The Feasta Review, number 2



feasta website

Cóilín Nunan studied mathematics at the universities of Brussels, Cambridge and Oxford. He now lives in Scotland and works for the Soil Association, the UK organic farming charity. His work focuses on the use and abuse of antibiotics in intensive farming and he has co-authored several reports examining the many ways in which this can impact upon human health. He is a Trustee of Feasta and editor of its website.

PDF version

Petrodollar or Petroeuro? A new source of global conflict

Cóilín Nunan

The current political and economic rift between the US and the European Union has been called a clash of civilizations. Its major cause is a struggle over the gains to be had from producing the world's leading currency

No observer of the lead-up to the war in Iraq and its aftermath could have failed to notice that the level of cooperation between Europe and America was extremely low.
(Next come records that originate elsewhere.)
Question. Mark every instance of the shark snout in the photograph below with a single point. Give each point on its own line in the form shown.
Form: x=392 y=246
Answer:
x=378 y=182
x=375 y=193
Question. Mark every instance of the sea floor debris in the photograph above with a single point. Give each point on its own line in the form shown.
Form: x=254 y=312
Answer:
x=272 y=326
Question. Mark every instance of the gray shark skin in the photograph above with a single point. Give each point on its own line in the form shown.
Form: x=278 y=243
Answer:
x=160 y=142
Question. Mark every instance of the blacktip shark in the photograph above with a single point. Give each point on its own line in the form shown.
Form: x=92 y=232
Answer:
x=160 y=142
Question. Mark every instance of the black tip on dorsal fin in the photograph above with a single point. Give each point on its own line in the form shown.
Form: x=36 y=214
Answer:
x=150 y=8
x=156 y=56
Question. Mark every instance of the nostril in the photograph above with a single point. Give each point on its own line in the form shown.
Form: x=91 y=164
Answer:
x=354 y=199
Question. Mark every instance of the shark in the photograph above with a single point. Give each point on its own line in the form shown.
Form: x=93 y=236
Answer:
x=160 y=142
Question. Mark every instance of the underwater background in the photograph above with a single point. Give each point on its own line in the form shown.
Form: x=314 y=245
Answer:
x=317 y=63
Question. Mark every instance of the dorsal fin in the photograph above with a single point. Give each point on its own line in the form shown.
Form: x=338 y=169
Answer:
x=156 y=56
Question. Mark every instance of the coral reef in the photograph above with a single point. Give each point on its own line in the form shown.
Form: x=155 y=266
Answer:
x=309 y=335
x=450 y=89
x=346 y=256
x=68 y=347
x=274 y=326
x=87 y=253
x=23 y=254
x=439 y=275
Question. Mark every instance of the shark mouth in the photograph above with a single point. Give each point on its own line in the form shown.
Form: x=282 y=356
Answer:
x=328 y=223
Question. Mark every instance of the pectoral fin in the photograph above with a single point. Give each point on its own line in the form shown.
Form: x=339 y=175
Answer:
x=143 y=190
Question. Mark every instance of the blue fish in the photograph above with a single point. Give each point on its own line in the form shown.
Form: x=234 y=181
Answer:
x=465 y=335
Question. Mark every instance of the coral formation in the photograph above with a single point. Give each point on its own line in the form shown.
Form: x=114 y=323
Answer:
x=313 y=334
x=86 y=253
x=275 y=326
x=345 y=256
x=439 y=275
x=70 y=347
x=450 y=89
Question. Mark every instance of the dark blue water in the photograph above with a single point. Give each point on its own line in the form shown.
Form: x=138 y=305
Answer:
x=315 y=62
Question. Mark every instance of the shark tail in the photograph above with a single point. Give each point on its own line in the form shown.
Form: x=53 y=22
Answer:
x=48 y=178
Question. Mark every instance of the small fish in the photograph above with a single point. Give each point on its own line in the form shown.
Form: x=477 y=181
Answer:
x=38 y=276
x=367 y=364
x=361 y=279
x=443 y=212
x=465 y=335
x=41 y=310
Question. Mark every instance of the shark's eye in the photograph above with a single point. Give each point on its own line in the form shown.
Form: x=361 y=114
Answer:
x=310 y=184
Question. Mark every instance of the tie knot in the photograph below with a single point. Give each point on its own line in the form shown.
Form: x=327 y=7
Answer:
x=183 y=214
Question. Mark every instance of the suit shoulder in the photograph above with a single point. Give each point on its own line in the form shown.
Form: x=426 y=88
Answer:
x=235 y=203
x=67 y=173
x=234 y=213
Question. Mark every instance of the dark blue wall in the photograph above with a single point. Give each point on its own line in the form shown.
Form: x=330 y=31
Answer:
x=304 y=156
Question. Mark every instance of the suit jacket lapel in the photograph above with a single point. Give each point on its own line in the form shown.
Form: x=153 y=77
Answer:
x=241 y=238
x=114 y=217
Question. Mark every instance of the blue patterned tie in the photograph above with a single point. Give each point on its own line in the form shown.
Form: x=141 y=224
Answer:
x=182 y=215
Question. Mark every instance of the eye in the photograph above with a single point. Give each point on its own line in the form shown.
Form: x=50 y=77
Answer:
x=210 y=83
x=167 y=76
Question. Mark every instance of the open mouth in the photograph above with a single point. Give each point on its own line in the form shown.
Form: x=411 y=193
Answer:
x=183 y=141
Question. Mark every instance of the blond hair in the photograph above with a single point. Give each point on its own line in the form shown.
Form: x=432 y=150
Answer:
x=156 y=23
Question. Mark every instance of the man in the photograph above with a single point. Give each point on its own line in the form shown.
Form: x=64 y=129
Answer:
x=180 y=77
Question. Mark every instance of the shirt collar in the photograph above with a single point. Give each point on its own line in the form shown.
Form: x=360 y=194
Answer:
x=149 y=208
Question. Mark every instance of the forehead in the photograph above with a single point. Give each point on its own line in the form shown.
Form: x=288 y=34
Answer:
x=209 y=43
France and Germany were very strong opponents of the US/UK invasion and even after the war was declared over, disagreements persisted over the lifting of sanctions and how Iraq should be run. So was this just a one-off tiff or was it a symptom of deeper flaws in the relationship? I believe that the war on Iraq illustrated for the first time that continental Europe, led by France and Germany, no longer wishes to follow the Americans politically, although what has been termed a 'clash of civilisations'1 is probably better viewed as a 'clash of economies'.

While disagreements over the US trade barriers on steel imports or the European restrictions on imports of American genetically modified crops have attracted widespread comment, the most intense economic rivalry of all has received far less media attention than it perhaps should: this is the rivalry between the dollar and the euro for the position of world reserve currency, a privileged status that has been held by the dollar ever since the Bretton Woods agreement nearly 60 years ago.
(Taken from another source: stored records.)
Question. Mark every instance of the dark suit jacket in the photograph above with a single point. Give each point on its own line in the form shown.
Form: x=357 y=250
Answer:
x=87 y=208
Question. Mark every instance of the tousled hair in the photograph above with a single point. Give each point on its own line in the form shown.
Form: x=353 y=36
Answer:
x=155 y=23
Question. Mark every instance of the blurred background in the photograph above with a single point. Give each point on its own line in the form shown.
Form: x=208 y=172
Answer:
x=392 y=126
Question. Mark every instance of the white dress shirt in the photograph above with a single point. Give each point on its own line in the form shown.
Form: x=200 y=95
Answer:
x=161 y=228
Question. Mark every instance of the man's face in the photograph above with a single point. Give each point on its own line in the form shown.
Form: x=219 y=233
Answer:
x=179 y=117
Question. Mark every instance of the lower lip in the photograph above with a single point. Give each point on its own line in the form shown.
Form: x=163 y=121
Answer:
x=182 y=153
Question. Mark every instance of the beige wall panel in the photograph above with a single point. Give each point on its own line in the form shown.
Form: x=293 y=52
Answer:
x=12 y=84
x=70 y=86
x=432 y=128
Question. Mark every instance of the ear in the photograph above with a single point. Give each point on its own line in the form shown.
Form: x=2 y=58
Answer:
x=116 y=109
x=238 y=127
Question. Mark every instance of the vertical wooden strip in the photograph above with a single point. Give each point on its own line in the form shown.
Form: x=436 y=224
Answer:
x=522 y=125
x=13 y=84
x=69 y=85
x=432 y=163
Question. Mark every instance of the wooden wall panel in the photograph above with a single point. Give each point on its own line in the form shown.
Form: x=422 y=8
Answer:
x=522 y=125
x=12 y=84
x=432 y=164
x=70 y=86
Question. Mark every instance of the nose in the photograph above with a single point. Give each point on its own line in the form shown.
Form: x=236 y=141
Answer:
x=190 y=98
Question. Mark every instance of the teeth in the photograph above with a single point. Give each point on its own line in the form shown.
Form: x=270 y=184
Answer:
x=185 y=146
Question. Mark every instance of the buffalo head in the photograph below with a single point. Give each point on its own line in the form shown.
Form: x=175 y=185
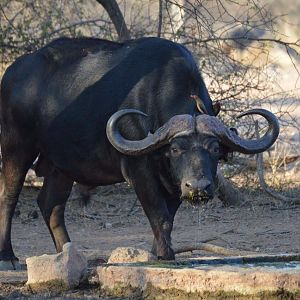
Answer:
x=194 y=145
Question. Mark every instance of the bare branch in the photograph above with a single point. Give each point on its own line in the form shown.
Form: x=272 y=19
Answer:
x=263 y=184
x=115 y=14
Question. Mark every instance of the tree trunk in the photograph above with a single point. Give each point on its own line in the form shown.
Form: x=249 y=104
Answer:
x=115 y=14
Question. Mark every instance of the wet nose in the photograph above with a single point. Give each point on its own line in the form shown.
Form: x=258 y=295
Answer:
x=198 y=185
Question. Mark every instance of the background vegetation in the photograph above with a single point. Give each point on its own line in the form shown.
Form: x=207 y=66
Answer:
x=248 y=52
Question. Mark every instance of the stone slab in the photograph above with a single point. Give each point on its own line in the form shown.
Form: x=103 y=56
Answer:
x=205 y=280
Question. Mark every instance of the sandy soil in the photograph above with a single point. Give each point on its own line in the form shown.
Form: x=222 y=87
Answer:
x=113 y=219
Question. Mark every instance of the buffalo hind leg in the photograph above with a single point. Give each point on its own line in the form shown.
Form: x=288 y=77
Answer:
x=16 y=160
x=52 y=201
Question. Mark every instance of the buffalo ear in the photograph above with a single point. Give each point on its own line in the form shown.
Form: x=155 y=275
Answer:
x=216 y=107
x=226 y=152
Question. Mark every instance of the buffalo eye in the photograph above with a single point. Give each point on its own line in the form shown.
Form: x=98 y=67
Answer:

At present, approximately two thirds of world trade is conducted in dollars and two thirds of central banks' currency reserves are held in the American currency which remains the sole currency used by international institutions such as the IMF. This confers on the US a major economic advantage: the ability to run a trade deficit year after year. It can do this because foreign countries need dollars to repay their debts to the IMF, to conduct international trade and to build up their currency reserves. The US provides the world with these dollars by buying goods and services produced by foreign countries, but since it does not have a corresponding need for foreign currency, it sells far fewer goods and services in return, i.e. the US always spends more than it earns, whereas the rest of the world always earns more than it spends. This US trade deficit has now reached extraordinary levels, with the US importing 50% more goods and services than it exports. So long as the dollar remains the dominant international currency the US can continue consuming more than it produces and, for example, build up its military strength while simultaneously affording tax cuts.

Getting a share of this economic free lunch has been one of the motivations, and perhaps the main motivation, behind setting up the euro2 . Were the euro to become a reserve currency equal to, or perhaps even instead of, the dollar, countries would reduce their dollar holdings while building up their euro savings. Another way of putting this would be to say that Eurozone countries would be able to reduce their subsidy to American consumption and would find that other countries were now subsidising Eurozone consumption instead.

A move away from the dollar towards the euro could, on the other hand, have a disastrous effect on the US economy as the US would no longer be able to spend beyond its means. Worse still, the US would have to become a net currency importer as foreigners would probably seek to spend back in the US a large proportion of the estimated three trillion dollars which they currently own. In other words, the US would have to run a trade surplus, providing the rest of the world with more goods and services than it was receiving in return. A rapid and wholesale move to the euro might even lead to a dollar crash as everyone sought to get rid of some, or all, of their dollars at the same time. But that is an outcome that no-one, not even France or Germany, is seeking because of the huge effect it would have on the world economy. Europe would much prefer to see a gradual move to a euro-dollar world, or even a euro-dominated one.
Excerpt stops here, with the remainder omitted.